Eines lag Paul-Georg Dittrich sicher fern: Eine Verkitschung des historischen Geschehens. Und tatsächlich erreichte er durch Überzeichnung sowohl in den Dialogen, als auch in der Auswahl der dementsprechenden Requisiten, dass sich streckenweise sogar Humor breitmachte. So darf Schubert (abermals durch Sebastian Zeleny zum Leben erweckt) zu Beginn der Vorstellung verwirrt aus seinem schwarzen Sarg steigen, um die Anwesenden bei seiner Trauerfeier zu zählen. Beethoven wiederum (Hannes Pendls Lockenpracht und die dunkelrote Halsschleife genügen, um optische Parallelen stringent herzustellen) zieht sich weiße Engelsflügelchen an, um zu verdeutlichen, dass er das Gespräch mit Schubert aus dem Jenseits führt. Gerade dieser unprätentiöse, ja beinahe schon despektierliche Umgang mit dem so oft gepflegten, verlogenen Geniekult ist es, welcher den Komponisten von seinem Mythos trennt, den Menschen in den Vordergrund stellt und ins Hier und Heute psychologisch nachvollziehbar transferiert.

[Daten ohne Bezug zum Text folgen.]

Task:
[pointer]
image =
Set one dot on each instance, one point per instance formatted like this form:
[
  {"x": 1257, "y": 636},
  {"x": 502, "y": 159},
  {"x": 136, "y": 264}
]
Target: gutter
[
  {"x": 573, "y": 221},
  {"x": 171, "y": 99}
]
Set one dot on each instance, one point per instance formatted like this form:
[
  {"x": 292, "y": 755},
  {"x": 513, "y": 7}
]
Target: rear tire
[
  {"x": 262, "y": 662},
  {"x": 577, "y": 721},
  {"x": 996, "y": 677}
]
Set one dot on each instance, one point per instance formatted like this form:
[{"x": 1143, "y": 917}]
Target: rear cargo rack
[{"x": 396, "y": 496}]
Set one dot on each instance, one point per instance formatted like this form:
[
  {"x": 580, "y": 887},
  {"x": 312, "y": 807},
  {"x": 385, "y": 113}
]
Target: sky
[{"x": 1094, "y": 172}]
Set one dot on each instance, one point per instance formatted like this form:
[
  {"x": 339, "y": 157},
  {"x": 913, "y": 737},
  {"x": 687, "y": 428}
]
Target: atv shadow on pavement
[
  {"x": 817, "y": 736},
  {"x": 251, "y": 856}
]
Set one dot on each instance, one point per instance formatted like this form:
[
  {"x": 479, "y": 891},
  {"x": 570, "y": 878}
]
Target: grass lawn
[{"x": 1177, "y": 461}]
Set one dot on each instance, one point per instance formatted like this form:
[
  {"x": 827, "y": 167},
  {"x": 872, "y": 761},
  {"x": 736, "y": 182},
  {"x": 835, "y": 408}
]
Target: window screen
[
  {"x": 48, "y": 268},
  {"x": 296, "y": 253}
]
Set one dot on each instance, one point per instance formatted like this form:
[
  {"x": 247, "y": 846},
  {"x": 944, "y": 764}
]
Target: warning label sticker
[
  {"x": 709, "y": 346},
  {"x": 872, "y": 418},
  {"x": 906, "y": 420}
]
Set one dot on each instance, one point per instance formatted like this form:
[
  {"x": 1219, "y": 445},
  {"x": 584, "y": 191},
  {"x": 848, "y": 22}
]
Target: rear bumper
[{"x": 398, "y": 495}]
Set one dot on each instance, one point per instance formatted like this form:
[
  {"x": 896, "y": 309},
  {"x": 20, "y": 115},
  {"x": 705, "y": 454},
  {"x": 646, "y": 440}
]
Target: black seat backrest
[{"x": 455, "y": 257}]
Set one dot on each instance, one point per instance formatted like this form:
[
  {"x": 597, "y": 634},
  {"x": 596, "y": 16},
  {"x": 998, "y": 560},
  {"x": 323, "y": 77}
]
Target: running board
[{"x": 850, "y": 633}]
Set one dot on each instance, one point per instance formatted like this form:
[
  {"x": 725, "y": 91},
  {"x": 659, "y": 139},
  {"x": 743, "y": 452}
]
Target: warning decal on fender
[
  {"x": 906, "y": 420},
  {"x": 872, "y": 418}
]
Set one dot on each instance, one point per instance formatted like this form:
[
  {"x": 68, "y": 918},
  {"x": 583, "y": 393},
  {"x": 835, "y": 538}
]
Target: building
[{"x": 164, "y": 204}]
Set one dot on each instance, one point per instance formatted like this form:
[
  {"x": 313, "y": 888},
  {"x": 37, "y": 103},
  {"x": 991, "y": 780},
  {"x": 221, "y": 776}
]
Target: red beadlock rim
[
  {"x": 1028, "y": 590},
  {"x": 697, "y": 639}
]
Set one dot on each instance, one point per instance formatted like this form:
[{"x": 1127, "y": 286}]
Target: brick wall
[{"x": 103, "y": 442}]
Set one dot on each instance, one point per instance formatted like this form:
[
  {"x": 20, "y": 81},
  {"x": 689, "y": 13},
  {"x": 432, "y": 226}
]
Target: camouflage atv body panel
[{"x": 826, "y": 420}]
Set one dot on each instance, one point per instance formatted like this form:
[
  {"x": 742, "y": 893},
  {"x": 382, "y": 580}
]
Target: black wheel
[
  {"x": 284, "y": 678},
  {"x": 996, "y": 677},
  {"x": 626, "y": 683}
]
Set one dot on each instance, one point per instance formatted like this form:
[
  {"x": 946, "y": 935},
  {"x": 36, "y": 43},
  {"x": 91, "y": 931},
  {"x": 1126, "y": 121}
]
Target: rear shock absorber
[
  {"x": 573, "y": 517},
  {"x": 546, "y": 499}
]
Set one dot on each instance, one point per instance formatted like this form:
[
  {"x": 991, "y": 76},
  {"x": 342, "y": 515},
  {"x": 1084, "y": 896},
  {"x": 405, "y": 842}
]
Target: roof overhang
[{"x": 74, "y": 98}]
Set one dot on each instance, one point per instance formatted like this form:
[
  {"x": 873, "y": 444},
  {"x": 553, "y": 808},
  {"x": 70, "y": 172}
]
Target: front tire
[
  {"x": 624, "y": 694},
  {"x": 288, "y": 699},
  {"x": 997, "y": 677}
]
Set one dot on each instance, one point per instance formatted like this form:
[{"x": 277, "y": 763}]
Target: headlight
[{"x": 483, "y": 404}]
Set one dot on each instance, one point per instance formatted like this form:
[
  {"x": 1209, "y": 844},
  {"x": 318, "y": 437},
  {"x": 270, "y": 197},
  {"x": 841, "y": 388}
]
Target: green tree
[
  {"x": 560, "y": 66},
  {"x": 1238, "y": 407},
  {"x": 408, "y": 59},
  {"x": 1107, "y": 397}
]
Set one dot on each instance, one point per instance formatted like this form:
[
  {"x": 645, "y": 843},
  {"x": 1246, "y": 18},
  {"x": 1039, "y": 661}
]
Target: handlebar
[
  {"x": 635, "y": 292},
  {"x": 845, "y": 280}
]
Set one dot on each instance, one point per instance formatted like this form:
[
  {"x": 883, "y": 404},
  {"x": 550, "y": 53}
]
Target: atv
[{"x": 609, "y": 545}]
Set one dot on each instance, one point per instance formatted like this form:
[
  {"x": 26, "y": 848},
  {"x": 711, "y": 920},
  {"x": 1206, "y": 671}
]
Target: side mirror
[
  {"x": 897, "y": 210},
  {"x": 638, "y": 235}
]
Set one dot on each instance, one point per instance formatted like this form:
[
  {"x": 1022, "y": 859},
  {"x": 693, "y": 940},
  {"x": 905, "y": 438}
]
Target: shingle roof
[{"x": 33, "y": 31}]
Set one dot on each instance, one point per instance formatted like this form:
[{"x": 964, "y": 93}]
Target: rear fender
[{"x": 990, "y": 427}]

Noch einmal zeigt der Autor Thomas Arzt, dass er in den Texten rund um Schubert mehr anbietet als eine reine historische Rückschau, verbrämt mit seiner ihm eigenen Sprachmelodie. Seine kurze Abhandlung über den von Foucault eingeführten Begriff der Heterotopie macht klar, dass es ihm auch darum geht, die Texte über Schubert als Ausgangspunkt für Gedankenspiele und Ideen zu nehmen, die nicht nur in unsere Gegenwart reichen, sondern darüber hinaus auch in die Zukunft verweisen. „Träume sind Heterotopien, sind die Nahrung auf dem Ziel und ein Vorrat auf Hoffnung.“ Viel schöner kann die Klammer zwischen Schuberts Zeit und unserer wohl kaum gesetzt werden.

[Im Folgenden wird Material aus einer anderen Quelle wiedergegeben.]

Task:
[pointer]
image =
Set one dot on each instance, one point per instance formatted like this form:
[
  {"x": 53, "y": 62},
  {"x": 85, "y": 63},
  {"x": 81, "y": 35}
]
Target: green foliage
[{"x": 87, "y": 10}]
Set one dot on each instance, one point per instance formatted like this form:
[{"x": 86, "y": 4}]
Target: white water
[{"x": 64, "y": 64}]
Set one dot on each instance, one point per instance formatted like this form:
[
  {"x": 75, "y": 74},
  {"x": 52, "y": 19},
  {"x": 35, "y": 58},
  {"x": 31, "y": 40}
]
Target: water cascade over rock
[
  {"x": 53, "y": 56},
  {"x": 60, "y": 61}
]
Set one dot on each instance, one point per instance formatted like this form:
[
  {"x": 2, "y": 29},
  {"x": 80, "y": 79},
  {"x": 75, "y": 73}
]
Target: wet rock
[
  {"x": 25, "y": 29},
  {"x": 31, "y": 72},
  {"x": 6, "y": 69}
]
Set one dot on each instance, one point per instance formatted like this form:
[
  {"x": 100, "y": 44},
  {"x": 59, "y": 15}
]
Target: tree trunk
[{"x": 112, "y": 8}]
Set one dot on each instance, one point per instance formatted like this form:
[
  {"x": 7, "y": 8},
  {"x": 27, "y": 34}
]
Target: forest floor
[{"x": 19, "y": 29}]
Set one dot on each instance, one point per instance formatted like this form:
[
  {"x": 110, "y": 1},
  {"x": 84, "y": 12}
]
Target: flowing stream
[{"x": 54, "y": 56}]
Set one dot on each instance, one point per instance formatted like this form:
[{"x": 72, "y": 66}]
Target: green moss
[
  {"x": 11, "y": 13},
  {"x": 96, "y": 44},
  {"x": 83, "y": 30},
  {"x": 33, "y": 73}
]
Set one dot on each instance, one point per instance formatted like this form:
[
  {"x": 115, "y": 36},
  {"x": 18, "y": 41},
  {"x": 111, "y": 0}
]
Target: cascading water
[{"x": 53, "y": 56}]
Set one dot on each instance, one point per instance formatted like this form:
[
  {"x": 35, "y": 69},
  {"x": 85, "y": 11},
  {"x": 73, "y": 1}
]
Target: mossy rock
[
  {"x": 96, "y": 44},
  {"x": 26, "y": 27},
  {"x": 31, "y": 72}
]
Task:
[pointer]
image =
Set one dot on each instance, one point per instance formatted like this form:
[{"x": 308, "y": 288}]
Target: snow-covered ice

Schubert – Eine Winterwanderung in 5 Folgen con da capo ist eine Theaterserie, die durchgehend versucht, einen unverkrampften Zugang zu dem Komponisten zu finden. Sie ist aber noch viel mehr. Wer will, lässt sich nur auf die angebotenen Emotionen ein. Wer möchte, genießt die immer gelungene Verschränkung von Text und Musik. Wer Lust hat, nimmt jene philosophischen Angebote mit nach Hause, die ein Denken über Schuberts Zeit hinaus anregen. Wollte man über alle fünf Abende eine Grundklammer setzen, dann müsste dies wohl Hippokrates Feststellung sein: Ars longa, vita brevis. Eine andere Versöhnung zwischen Schuberts Leistung und seiner Lebenstragik ist wohl kaum möglich. Die sich durch alle Vorstellungen ziehende Generalbass-Idee, für jeden Abend einen Ort zu wählen, der das Publikum emotional näher an Schubert trägt, geht überall auf. Auch dort, wo es sich nicht um „authentische“ Orte handelt.

Fazit: Nicht nur sehens- und hörens- sondern vor allem nachdenkenswert!